Samsung has called several of the Mountain View, California-based company's engineers to argue that it didn't need to copy Apple to equip its phones with innovative technology.
Going into trial last month, the world's top two smartphone makers already had spent hundreds of millions of dollars in legal fees in battles across four continents to dominate a market that was valued at $338.2 billion last year, according to data compiled by Bloomberg.
Samsung had 31 per cent of industry revenue, compared with 15 per cent for Apple, whose share of the market has shrunk as the touch-screen interface has become commonplace and Samsung, LG Electronics and Lenovo Group have introduced lower- cost alternatives.
Apple's presentation of Google attorney James Maccoun's testimony, with the dates and details he provided about a "Mobile Application Distribution Agreement" between Google and Samsung, was intended to show the jury that Samsung hasn't been forthcoming about Google's behind-the-scenes role.
"This is an offer that Google made," Maccoun testified when asked about indemnification. "I have no reason to believe that has changed."
Maccoun testified about email discussions, as early as April 2012, concerning the companies' agreement, five months before Samsung issued its statement denying that it sought indemnification.
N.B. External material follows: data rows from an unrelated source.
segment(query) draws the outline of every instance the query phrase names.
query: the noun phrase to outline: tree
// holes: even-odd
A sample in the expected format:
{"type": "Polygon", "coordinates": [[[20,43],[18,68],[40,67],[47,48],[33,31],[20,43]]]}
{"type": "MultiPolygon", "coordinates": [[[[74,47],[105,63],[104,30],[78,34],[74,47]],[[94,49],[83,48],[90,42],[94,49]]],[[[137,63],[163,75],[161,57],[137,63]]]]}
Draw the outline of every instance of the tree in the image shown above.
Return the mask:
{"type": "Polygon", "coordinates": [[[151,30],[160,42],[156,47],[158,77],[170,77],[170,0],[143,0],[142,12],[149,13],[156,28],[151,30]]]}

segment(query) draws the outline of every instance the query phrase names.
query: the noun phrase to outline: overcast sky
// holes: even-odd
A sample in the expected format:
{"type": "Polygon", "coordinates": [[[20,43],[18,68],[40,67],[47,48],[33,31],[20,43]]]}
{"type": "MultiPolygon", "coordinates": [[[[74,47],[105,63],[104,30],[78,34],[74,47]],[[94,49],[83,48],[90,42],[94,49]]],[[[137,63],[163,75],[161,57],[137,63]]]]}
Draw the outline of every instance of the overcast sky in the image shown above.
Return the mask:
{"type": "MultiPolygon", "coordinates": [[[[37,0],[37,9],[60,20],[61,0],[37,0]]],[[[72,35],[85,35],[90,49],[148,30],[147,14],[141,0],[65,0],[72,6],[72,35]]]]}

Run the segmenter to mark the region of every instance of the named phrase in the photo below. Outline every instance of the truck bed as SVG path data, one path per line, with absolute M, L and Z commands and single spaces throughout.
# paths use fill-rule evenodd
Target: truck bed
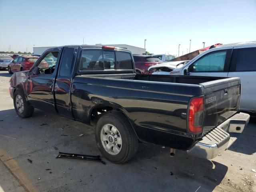
M 240 88 L 240 81 L 236 78 L 135 74 L 78 76 L 72 92 L 73 112 L 77 120 L 83 122 L 96 106 L 116 108 L 130 120 L 140 140 L 166 146 L 167 140 L 169 146 L 186 150 L 238 111 L 240 94 L 233 99 L 221 101 L 218 98 L 206 105 L 203 132 L 196 135 L 187 128 L 191 98 L 206 98 L 208 94 L 220 96 L 226 88 Z M 182 144 L 177 139 L 183 141 Z

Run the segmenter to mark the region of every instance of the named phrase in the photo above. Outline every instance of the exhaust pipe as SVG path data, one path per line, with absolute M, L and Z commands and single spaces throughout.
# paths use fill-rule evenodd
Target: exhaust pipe
M 171 150 L 170 153 L 170 155 L 172 157 L 173 157 L 175 156 L 175 149 L 171 148 Z

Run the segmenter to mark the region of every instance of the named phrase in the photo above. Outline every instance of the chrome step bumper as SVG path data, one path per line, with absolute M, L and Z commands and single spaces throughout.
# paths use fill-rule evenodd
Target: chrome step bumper
M 230 138 L 226 132 L 242 133 L 249 122 L 250 115 L 243 113 L 236 114 L 204 135 L 202 140 L 198 142 L 187 151 L 193 156 L 211 159 L 228 148 L 236 140 Z

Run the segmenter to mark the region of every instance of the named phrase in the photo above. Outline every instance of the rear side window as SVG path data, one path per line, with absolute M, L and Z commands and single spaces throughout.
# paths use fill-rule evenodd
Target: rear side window
M 64 50 L 60 69 L 60 76 L 68 77 L 70 76 L 74 50 L 74 48 L 66 48 Z
M 101 50 L 83 50 L 80 61 L 80 70 L 103 70 L 102 52 Z
M 132 60 L 131 54 L 129 53 L 116 51 L 116 69 L 132 69 Z
M 146 58 L 146 59 L 150 62 L 160 62 L 162 61 L 157 57 L 148 57 Z
M 231 71 L 256 71 L 256 48 L 234 49 Z
M 190 67 L 192 72 L 224 71 L 227 51 L 209 53 L 196 61 Z
M 132 70 L 130 53 L 102 50 L 83 50 L 80 60 L 81 71 Z
M 30 62 L 33 62 L 34 63 L 38 59 L 38 58 L 29 58 L 28 59 L 28 60 Z

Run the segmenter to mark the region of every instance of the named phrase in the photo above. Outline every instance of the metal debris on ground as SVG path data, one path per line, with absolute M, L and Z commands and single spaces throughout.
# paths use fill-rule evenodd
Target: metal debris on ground
M 56 158 L 69 158 L 71 159 L 88 160 L 89 161 L 100 162 L 102 164 L 104 165 L 106 164 L 106 163 L 100 159 L 100 156 L 99 155 L 92 156 L 82 155 L 80 154 L 75 154 L 74 153 L 66 153 L 59 152 L 59 155 L 56 157 Z

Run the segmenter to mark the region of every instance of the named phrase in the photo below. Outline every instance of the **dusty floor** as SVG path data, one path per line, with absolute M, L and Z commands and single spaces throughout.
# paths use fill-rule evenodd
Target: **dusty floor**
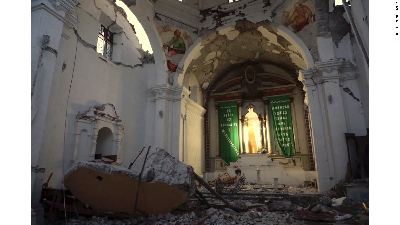
M 338 206 L 332 199 L 311 186 L 245 185 L 237 194 L 227 198 L 232 205 L 243 209 L 236 212 L 225 207 L 208 191 L 198 187 L 210 208 L 194 197 L 171 213 L 158 216 L 130 217 L 115 220 L 107 217 L 67 214 L 68 224 L 366 224 L 368 202 L 345 199 Z M 338 204 L 333 199 L 334 204 Z M 337 200 L 336 200 L 337 201 Z M 156 207 L 156 205 L 154 205 Z M 342 219 L 341 220 L 338 220 Z M 56 224 L 66 224 L 59 214 Z

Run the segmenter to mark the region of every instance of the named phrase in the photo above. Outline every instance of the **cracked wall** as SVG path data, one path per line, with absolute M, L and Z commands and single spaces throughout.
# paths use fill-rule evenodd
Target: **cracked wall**
M 203 39 L 199 54 L 186 71 L 202 84 L 212 82 L 230 66 L 245 61 L 269 61 L 292 71 L 305 68 L 298 50 L 277 34 L 276 26 L 268 21 L 254 24 L 242 20 L 234 26 L 216 29 Z
M 47 154 L 41 157 L 39 163 L 46 169 L 43 177 L 55 172 L 49 184 L 53 186 L 61 183 L 64 157 L 63 151 L 53 149 L 63 149 L 65 136 L 68 156 L 64 160 L 69 162 L 69 151 L 74 148 L 73 139 L 76 137 L 75 117 L 88 107 L 105 103 L 114 105 L 128 127 L 124 147 L 143 147 L 147 73 L 155 67 L 152 55 L 141 49 L 131 25 L 112 2 L 83 1 L 74 10 L 78 23 L 71 29 L 64 26 L 63 29 L 42 146 L 42 152 Z M 96 51 L 98 29 L 103 23 L 108 23 L 103 25 L 117 33 L 113 53 L 116 57 L 119 54 L 119 60 L 116 57 L 113 61 L 108 60 Z M 133 119 L 137 118 L 142 119 L 138 122 Z M 124 151 L 128 153 L 122 157 L 123 163 L 131 159 L 132 152 Z

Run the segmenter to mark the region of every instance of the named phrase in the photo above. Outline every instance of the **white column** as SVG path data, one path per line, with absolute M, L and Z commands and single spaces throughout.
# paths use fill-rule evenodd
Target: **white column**
M 265 105 L 265 126 L 266 127 L 266 136 L 268 137 L 267 139 L 267 143 L 268 146 L 268 154 L 269 155 L 272 155 L 272 144 L 271 143 L 271 139 L 272 138 L 271 137 L 271 135 L 270 134 L 270 125 L 269 125 L 269 115 L 268 114 L 269 110 L 268 110 L 268 101 L 264 101 L 264 104 Z
M 242 137 L 242 129 L 243 129 L 242 127 L 242 102 L 237 102 L 237 104 L 239 105 L 239 112 L 238 112 L 238 116 L 239 118 L 238 118 L 238 122 L 239 122 L 239 143 L 240 143 L 239 144 L 239 147 L 240 147 L 240 152 L 243 152 L 243 145 L 242 144 L 242 143 L 243 142 L 243 138 Z
M 47 153 L 41 151 L 44 132 L 46 123 L 51 85 L 55 73 L 55 52 L 58 52 L 63 27 L 71 28 L 77 23 L 76 18 L 71 13 L 74 11 L 77 1 L 37 0 L 31 1 L 31 165 L 34 167 L 46 167 Z M 44 35 L 50 37 L 48 45 L 42 45 Z M 39 162 L 43 159 L 43 163 Z M 41 211 L 38 198 L 42 184 L 42 176 L 31 175 L 32 207 Z M 38 221 L 41 213 L 37 214 Z
M 221 155 L 221 149 L 219 149 L 219 117 L 218 115 L 219 104 L 215 103 L 214 106 L 215 106 L 215 134 L 216 134 L 216 151 L 217 156 L 220 156 Z
M 307 92 L 318 189 L 322 192 L 346 175 L 348 157 L 344 133 L 347 129 L 338 71 L 343 62 L 318 62 L 315 68 L 301 70 L 299 76 Z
The Google lawyer acknowledged that Samsung is indemnified against claims pertaining to at least two of the five patents at issue in the trial, with Google designated "to control the litigation and defense" of those claims.
The questioning of Maccoun didn't reveal how much Google will pay, or if it has paid for any of the litigation to date.
Adam Yates, a spokesman for Samsung, Matt Kallman, a spokesman for Google, and Colin Johnson, a spokesman for Apple, declined to comment on the testimony.
Apple, which was awarded $930 million in damages after the companies' first US trial two years ago, this time is demanding as much as $40 for each of more than 37 million Samsung devices it says are infringing patents.
Apple wasn't able to persuade a federal judge to convert its 2012 trial victory into a ban on US sales of infringing Samsung devices, a goal that the iPhone maker said was more important than monetary compensation.
Apple claims that 10 Samsung products, including the Galaxy S3, infringe five patents covering a range of user-interface designs for the iOS software that powers iPhones and iPads, including features like the slide-to-unlock function, automatic spelling corrections, and the ability for a user to make a call by clicking on a phone number within a Web page or email instead of having to dial it separately.
Other functions Cupertino, California-based Apple says are covered by its patents include searching for words in files stored in different applications and updating applications while using other features of the phone.
In the 2012 case, jurors found infringement by Samsung of six of the seven Apple patents at issue and rejected all of Samsung's patent claims against Apple.
In the current trial, Samsung alleges that two of its patents are infringed by Apple's iPhone 4 and 5 models and fourth- and fifth-generation iPods.
Apple is seeking $2.19 billion in damages while Samsung is asking the jury to award $6.2 million for Apple's infringement.
The disparity in the companies' demands "reflects a strategic decision by Samsung to portray Apple as greedy, given the remarkably high per-phone price Apple is seeking," Mark Lemley, a Stanford Law School professor specialising in intellectual property, said in an email.
He said the difference in damages requests also helps explain why the the companies didn't settle out of court with cross-licencing agreements.
"Apple clearly thinks - rightly or wrongly - that their patents are worth much more than Samsung does," he said.
Apple attempted to turn the tables on Samsung's tactics by arguing that the Galaxy-maker chose to present low-value patents at trial - which were purchased, and not awarded to the company - to low-ball potential damages in the case.
To make this point, Apple's lawyer, Bill Lee, got Samsung's damages expert to agree that Samsung paid $2.3 million for two patents in 2011 covering video compression, one of which is at issue in the trial.
The patent is "not the work of anyone at Samsung," said the witness, James Kearl, an economics professor at Brigham Young University. He acknowledged the Samsung paid him and other consultants $3.1 million to figure out how much compensation the company deserves.
Kearl also agreed that the patent Samsung is suing over is expired, and that Samsung purchased it after Apple met with the company and asked it to stop its infringement, and after Apple filed its second lawsuit, the one now at trial.
Samsung added 1 per cent to close at 1,389,000 won in Seoul. The benchmark Kospi index lost 0.2 per cent.